Dieser turbulente Lebensweg findet Niederschlag in der literarischen Produktion des Autors. Sein Themenspektrum ist im Vergleich mit anderen russlanddeutschen Autoren viel weiter gestreut. Der Fakt, dass viele seiner Veröffentlichungen schon zu Zeiten der Sowjetunion ins Russische übersetzt wurden, zeugt davon, dass er einem größeren, nicht ausschließlich sowjetdeutschen Leserkreis vertraut gewesen sein mag. Als einziger Autor mit deutschem Hintergrund wendet er sich dem in der UdSSR sehr populären Genre der wissenschaftlichen Phantastik zu, namentlich mit der Erzählung „Ronak, der letzte Marsianer“, die eine dystopische Szenerie eines von atomarer Verwüstung heimgesuchten Planeten entwirft. Auch stilistisch war er seinen Kollegen durch die vollkommene und gewandte Beherrschung seiner Muttersprache überlegen.
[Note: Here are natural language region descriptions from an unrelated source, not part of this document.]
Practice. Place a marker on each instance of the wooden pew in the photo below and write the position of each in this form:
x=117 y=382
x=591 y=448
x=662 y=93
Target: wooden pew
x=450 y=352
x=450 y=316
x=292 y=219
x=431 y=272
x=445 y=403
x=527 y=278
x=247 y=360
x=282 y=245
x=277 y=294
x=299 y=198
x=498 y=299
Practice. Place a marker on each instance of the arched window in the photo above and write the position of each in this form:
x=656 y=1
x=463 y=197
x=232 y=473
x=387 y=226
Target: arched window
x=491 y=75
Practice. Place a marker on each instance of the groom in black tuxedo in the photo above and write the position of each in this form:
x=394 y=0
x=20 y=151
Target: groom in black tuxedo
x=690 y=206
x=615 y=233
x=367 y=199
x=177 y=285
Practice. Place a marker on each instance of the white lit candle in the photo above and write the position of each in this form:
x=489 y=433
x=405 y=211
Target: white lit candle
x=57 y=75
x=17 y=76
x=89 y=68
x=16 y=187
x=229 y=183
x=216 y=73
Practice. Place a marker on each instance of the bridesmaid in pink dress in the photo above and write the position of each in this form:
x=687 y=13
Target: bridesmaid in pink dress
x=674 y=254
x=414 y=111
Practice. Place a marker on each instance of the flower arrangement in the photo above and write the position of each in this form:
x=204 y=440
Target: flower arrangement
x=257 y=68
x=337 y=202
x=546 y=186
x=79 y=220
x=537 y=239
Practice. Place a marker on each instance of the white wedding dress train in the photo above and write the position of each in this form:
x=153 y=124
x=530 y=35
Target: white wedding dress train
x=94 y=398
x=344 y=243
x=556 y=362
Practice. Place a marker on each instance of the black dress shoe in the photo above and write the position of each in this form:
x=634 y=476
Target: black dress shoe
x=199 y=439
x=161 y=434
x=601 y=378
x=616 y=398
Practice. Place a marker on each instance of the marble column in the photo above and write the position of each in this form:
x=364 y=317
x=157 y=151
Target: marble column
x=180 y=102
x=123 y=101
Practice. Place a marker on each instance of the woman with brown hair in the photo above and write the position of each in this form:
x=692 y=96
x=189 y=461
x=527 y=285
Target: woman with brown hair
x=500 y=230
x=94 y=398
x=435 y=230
Die typisch russlanddeutsche Thematik von Flucht und Vertreibung, und der nie enden wollende Identitätskonflikt kommen in seinen Werken nur selten vor, wie zum Beispiel in dem 1988 erschienen Gedicht „Gemeinsamkeit der Völkerfreundschaft“, in dem er sich auch für die Wiederherstellung der Wolgaautonomie ausspricht: „Gemeinsam haben wir die Last getragen, / die unverdiente Schuld, das „Feinde“-sein, / geächtet und beschimpft, doch ohne Klagen, die Deutschen von der Wolga, der vom Rhein. // Gemeinsam wollen wir, daß unsere Sprache / den fernsten Nachkommen erhalten bleibt, / daß sie nicht wird zur ungenutzten Brache und nichts sie je aus Herz und Sinn vertreibt.“

Rudolf Jacquemien starb 1992 in Kaliningrad, kann aber für die russlanddeutsche Literatur als einer der kreativsten Köpfe gelten.